Pronab Sen, principal advisor to the Commission, said advance estimates were driven heavily by the Index of Industrial Production, but noted they did not capture the small-scale industries data.
This has "been doing better than big companies this financial year", he said. The GDP growth in October-December slid to 6.1 per cent, the same as the third quarter of the global financial crisis-hit 2008-09.
The start to the fourth quarter has not been bright, either. The index of eight core industries that has a 38 per cent weight in IIP grew just 0.5 per cent in January.
This shows the IIP will also be muted for that month. Here too, Sen disagreed with the popular notion. "It is quite possible the core sector does not do well, while the rest of IIP performs well," he argues.
Most economists believe IIP will be muted in January. "I will not be surprised if IIP is negative for January," said Anis Chakravarty, director, Deloitte Haskins and Sells.
On the GDP for 2011-12, Sen said small-scale industries' data come out only annually.
"If SSIs roughly behave the same way as corporate, then quarterly estimates are the true indicator. However, if SSIs behave differently, then there is a problem."
This year, large companies are down heavily, but not SSIs, he added. However, SSI data was excluded last year, too, in the advance estimates.
Then again, there was not much difference in the advance estimates. GDP grew 8.6 per cent, while - according to the quick estimates - it was revised down to 8.4 per cent.

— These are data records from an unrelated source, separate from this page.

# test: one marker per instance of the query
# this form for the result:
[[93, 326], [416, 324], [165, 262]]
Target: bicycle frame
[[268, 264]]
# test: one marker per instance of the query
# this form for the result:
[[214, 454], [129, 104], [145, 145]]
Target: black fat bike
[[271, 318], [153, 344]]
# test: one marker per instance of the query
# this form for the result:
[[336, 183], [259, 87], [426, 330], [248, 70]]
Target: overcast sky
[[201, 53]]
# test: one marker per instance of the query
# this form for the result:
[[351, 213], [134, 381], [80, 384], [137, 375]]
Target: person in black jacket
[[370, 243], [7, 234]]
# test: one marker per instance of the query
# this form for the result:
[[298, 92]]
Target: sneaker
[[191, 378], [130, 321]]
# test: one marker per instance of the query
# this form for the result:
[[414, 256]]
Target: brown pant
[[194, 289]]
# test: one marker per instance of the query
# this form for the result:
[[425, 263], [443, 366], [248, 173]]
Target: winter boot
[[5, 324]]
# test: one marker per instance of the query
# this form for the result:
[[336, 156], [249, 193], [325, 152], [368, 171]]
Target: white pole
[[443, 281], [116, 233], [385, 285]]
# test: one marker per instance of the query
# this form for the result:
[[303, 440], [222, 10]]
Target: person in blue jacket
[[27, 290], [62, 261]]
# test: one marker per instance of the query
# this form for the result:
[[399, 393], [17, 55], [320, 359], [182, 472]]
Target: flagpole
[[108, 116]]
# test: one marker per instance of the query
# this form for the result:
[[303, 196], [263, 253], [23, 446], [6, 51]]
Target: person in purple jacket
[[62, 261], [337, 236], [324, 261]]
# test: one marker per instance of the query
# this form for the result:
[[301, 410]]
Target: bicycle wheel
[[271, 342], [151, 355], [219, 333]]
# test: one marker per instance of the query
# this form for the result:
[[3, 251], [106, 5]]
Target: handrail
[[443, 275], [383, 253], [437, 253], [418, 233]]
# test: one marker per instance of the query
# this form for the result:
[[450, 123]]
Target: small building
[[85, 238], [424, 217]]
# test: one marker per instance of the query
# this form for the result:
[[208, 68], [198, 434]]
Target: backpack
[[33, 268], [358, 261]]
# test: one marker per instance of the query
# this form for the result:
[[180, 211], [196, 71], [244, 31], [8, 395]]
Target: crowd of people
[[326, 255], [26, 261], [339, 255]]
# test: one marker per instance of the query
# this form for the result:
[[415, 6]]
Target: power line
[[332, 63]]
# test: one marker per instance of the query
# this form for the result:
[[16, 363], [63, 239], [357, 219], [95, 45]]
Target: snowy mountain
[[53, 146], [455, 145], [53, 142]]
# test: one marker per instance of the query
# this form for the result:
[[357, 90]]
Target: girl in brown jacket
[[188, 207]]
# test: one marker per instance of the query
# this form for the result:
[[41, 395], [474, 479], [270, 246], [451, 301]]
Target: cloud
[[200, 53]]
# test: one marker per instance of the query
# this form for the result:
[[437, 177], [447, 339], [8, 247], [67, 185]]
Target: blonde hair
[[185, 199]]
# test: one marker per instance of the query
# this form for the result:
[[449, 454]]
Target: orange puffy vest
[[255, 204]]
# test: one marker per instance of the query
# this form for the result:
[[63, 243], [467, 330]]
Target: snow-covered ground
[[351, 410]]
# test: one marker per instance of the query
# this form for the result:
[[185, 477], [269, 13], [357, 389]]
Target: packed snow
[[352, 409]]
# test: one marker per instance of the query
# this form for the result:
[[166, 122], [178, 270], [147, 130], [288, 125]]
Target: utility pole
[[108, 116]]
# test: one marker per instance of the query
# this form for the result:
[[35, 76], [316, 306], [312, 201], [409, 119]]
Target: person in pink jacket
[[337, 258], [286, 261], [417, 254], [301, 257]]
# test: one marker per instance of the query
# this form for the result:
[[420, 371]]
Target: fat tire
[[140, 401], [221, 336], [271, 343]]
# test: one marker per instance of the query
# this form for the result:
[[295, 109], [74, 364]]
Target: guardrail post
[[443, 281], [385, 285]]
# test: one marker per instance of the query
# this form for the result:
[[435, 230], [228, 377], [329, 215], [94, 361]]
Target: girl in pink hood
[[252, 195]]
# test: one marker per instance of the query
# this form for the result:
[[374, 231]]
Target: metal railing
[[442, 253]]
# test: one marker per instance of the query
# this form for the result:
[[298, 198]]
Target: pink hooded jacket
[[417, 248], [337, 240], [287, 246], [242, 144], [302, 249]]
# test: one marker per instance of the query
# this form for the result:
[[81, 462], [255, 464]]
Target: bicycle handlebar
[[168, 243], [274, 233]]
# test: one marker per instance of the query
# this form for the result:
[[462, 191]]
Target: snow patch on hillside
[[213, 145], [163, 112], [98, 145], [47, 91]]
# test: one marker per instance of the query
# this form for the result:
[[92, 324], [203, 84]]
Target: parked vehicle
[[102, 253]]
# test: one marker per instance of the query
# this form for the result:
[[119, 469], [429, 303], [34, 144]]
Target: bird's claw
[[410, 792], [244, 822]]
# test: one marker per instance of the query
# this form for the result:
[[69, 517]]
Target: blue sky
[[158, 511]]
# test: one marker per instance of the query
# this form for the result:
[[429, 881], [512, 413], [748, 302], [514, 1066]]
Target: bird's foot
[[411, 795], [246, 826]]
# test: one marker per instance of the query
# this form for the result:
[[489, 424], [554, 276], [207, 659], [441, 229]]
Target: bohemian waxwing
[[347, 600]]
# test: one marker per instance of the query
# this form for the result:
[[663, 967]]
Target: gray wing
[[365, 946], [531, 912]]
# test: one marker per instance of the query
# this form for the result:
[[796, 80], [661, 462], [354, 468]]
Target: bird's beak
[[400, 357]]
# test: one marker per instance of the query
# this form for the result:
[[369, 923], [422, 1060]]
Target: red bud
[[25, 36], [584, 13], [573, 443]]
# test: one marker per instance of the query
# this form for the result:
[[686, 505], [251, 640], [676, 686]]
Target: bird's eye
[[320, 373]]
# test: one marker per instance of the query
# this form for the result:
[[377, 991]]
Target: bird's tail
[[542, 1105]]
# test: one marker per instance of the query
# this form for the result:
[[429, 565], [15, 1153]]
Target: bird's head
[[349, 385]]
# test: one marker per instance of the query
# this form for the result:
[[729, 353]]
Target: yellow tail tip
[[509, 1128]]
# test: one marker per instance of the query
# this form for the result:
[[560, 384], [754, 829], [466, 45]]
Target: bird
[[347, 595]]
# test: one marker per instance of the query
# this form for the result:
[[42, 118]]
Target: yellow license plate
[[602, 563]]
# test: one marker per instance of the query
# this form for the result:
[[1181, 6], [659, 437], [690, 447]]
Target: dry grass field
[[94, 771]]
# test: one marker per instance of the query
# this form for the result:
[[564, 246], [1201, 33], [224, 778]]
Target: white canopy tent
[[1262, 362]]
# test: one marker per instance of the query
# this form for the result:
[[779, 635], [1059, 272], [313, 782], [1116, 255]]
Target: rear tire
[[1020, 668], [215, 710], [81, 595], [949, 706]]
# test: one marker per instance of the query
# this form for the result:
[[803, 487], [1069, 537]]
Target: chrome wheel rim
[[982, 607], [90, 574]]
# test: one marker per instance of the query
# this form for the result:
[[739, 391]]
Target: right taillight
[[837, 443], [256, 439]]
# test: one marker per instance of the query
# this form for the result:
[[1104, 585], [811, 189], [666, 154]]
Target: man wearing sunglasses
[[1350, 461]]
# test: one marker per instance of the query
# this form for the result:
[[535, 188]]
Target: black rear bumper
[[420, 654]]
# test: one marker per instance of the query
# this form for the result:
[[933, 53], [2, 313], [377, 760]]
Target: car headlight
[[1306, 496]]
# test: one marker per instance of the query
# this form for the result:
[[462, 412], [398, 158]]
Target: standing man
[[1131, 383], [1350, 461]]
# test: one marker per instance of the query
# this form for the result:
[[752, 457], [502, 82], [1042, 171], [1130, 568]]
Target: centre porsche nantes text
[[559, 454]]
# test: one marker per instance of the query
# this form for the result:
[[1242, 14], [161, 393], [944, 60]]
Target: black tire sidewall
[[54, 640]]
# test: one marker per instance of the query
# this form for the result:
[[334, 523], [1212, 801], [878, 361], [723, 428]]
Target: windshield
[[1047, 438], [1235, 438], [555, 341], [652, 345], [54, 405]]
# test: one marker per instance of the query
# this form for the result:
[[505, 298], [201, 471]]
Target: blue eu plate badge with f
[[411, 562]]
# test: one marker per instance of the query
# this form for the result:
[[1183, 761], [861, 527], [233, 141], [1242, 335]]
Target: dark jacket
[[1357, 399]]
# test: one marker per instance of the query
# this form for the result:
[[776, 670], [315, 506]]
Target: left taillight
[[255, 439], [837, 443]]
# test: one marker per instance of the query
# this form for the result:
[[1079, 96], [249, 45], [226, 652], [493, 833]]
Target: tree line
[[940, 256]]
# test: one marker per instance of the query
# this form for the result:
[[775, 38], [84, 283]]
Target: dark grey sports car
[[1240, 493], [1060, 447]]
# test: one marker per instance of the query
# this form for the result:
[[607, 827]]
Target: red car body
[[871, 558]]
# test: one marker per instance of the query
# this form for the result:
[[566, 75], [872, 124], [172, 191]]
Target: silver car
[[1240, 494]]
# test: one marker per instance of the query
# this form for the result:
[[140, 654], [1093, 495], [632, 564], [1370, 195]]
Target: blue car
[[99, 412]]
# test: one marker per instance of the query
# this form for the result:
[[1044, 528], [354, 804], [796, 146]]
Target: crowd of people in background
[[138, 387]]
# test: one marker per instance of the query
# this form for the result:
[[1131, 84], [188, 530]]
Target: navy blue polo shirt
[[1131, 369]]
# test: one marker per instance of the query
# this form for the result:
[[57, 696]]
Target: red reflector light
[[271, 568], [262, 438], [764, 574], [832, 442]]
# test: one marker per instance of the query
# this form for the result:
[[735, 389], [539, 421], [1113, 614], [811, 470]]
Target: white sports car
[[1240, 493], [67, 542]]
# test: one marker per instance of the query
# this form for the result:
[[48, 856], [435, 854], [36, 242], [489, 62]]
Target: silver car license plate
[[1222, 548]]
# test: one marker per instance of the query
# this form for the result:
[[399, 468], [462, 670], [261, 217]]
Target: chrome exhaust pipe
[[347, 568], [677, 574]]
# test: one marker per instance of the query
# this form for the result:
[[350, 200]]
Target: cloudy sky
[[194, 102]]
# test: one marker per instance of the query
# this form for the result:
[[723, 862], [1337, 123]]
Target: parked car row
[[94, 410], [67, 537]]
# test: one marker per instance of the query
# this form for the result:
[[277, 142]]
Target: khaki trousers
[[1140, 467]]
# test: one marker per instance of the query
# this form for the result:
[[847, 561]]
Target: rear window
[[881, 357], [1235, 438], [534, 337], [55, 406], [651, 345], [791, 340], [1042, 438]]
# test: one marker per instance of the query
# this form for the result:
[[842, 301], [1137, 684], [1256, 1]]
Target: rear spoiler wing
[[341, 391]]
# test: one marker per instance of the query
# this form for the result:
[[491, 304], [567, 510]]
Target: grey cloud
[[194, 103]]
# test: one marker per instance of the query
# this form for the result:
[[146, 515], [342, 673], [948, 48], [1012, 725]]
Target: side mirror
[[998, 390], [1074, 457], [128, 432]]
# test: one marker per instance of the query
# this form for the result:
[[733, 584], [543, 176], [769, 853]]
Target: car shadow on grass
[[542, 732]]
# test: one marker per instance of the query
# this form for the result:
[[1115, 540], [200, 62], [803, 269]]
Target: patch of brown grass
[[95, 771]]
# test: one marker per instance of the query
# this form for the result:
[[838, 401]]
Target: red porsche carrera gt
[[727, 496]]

Last year, both SSIs and large industries were going in the same direction.
"In 2010-11, both corporates and SSIs were doing well," said Sen. "This time, corporates are not doing well, whereas lending to the SSI sector has gone up enormously."
The monthly RBI data suggest credit to small-scale industries as on January 28 was up 13.3 per cent against 11.2 per cent in the corresponding period last year.
Whereas, credit to large industries grew 21.2 per cent against 28.7 per cent in the same period. But Madan Sabnavis, chief economist, Care Ratings, did not agree SSIs would make any significant impact on the GDP numbers, pushing it over seven per cent.
"Lending to SSIs has been high because it comes under priority sector lending. SSIs were squeezed the most due to high interest rates. High-interest rates affected SSIs much more than the large industries," he said.
According to him, the interest cost for SSIs went up enormously. "I do not see any turnaround in GDP numbers," said Sabnavis. "I stick to it: 6.9 per cent GDP growth for 2011-12."
The high lending by large industries last year, Sabnavis added, was due to the 3G telecom auctions that helped the government realise Rs 1 lakh crore.
However, advance tax data also suggest smaller companies are not doing as badly as big companies.
For example, advance tax payments by the top 100 companies in September recorded only 10 per cent growth, while overall advance tax payments in the second quarter were up 15 per cent, suggesting smaller companies paid more tax.
An official in the Central Board of Direct Taxes had earlier said smaller companies were doing better, taking tax numbers as an indicator.
According to the MSME annual report for 2010-11, the small-scale sector, along with micro enterprises, contributed eight per cent to the GDP in 2008-09.
The Indian economy, for the first nine months of this financial year, grew by 6.9 per cent against 8.1 per cent in the corresponding period of 2010-11.